Agé de trois ans, Ibrahim pèse huit kilos, soit le poids normal d'un nourrisson de huit mois: victime de la famine qui sévit dans le sud de Somalie, trop faible pour s'alimenter, il est nourri à l'aide d'une sonde dans le nez.

«Mon enfant est très malade, il a eu de la fièvre, des vomissements et la diarrhée», explique sa mère Rukyo Abdullahi, assise à ses côtés, dans le service pédiatrique de l'hôpital Banadir de Mogadiscio.

«On lui avait donné des médicaments d'une pharmacie locale mais dès qu'il les pris, son état a empiré, comme si la tête s'était vidée de son sang» ajoute-t-elle, angoissée.

Rukyo a gagné la capitale Mogadiscio la semaine dernière dans sa quête désespérée de soins pour son enfant: elle a ainsi marché 50 km avec Ibrahim.

«Je n'ai pas d'argent pour subvenir à ma famille», témoigne-t-elle, chassant de la main les mouches qui tournent autour de son enfant, également atteint de rougeole.

Trop faible pour manger, les médecins ont introduit un tube d'alimentation dans une de ses narines.

Les Nations unies ont déclaré en état de famine trois régions du sud de la Somalie et les populations de déplacés de Mogadiscio et du corridor d'Afgoye, à environ 20 km de la capitale.

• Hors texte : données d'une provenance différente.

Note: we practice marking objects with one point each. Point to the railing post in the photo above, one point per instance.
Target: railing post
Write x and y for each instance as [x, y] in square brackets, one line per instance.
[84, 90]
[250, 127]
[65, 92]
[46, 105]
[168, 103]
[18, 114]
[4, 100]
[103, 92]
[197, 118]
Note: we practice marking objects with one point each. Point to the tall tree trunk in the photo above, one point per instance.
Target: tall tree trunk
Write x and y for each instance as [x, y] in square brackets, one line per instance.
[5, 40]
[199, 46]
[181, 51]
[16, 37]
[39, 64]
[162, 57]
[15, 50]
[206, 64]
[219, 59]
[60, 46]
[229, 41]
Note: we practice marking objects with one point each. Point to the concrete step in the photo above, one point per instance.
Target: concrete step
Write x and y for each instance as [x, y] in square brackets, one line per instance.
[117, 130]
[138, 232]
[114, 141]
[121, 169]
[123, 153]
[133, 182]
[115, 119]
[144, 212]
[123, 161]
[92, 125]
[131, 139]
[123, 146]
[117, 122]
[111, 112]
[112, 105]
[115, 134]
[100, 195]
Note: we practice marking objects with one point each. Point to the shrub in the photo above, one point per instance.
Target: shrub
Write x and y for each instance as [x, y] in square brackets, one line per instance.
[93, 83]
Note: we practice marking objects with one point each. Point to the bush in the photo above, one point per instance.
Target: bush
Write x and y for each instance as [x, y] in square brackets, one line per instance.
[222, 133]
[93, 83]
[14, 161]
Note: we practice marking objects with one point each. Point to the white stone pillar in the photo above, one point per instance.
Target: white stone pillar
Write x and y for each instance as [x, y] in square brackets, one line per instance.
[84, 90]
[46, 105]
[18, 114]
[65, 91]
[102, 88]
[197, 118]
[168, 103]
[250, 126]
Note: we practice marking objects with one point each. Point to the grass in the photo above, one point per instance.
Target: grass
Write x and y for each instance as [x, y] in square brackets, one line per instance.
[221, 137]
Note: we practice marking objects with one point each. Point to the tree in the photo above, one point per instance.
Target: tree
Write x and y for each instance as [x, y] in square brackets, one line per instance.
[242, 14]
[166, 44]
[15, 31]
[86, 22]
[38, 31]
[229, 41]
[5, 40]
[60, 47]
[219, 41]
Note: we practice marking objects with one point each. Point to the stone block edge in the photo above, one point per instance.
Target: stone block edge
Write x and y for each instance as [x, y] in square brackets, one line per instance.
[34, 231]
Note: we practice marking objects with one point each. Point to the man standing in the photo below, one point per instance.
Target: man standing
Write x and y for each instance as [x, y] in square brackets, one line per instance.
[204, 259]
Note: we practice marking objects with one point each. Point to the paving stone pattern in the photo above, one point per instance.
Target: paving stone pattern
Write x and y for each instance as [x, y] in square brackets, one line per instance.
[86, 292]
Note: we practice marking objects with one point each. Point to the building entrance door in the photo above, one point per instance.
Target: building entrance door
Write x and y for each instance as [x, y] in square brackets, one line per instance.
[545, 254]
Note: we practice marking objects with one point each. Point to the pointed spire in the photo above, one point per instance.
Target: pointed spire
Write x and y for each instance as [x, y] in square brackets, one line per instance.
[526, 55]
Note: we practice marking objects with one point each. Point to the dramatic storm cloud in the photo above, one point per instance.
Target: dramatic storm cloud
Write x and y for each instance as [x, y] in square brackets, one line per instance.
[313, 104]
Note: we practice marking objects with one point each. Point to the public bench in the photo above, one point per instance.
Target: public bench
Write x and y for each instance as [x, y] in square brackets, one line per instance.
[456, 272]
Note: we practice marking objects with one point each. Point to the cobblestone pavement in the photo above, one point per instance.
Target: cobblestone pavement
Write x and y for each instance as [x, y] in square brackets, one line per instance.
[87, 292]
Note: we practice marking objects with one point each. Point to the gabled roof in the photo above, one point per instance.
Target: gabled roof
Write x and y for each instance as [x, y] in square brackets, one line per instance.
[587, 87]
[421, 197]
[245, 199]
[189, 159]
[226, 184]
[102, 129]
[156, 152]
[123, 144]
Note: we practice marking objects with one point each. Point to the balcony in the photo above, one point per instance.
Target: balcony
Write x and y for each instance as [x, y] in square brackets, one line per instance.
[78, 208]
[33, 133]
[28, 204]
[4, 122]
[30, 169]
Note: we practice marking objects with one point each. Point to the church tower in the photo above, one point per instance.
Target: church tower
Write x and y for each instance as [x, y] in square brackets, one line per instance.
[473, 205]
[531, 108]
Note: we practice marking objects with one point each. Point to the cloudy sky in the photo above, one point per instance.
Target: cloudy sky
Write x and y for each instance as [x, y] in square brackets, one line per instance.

À l'instar de Rukyo, quelque 100 000 Somaliens sont venus se réfugier à Mogadiscio ces deux derniers mois pour fuir la sécheresse qui touche l'ensemble de la Corne de l'Afrique et affecte, à des degrés divers, 12 millions de personnes.

«La situation empire»

Pour Mme Lulu Mohamed, chef du service pédiatrique de l'hôpital, la situation actuelle est la pire depuis la famine qui avait sévi en 1992, un an après le départ de Siad Barre et le début d'une guerre civile qui dure toujours.

«Depuis lors, nous n'avons pas vu un tel nombre d'enfants en état de malnutrition, et le taux de mortalité est en augmentation», explique-t-elle.

Les insurgés islamistes radicaux shebab, qui contrôlaient la moitié de Mogadiscio, ont quitté la ville samedi à la surprise générale.

Leur départ a laissé espérer un meilleur accès à l'acheminement et à la distribution de l'aide humanitaire mais un nombre limité d'entre eux est resté en ville, provoquant des accrochages et attisant la crainte d'attaques terroristes.

De leur côté, les travailleurs humanitaires font leur possible mais ils affirment être débordés par l'ampleur de la crise.

«Jour après jour, la situation empire à cause de nouveaux arrivants qui continuent d'affluer des régions touchées par la sécheresse à Mogadiscio», explique Adan Yussuf Mahadi, qui travaille dans un centre de distribution d'aide alimentaire pour l'ONG somalienne Saacid.

«Les gens sont dans le besoin, ils ont besoin d'aide», lance-t-il.

À l'extérieur de la ville, dans les campagnes, la situation est, semble-t-il, encore pire, l'accès des humanitaires y étant plus limité.

«D'où je viens, la vie est très difficile», confirme Rukyo, qui a abandonné la ferme familiale où le bétail est mort faute de pâturages.

«L'aide n'arrive pas jusque là. Nous n'en recevons jamais», dit-elle.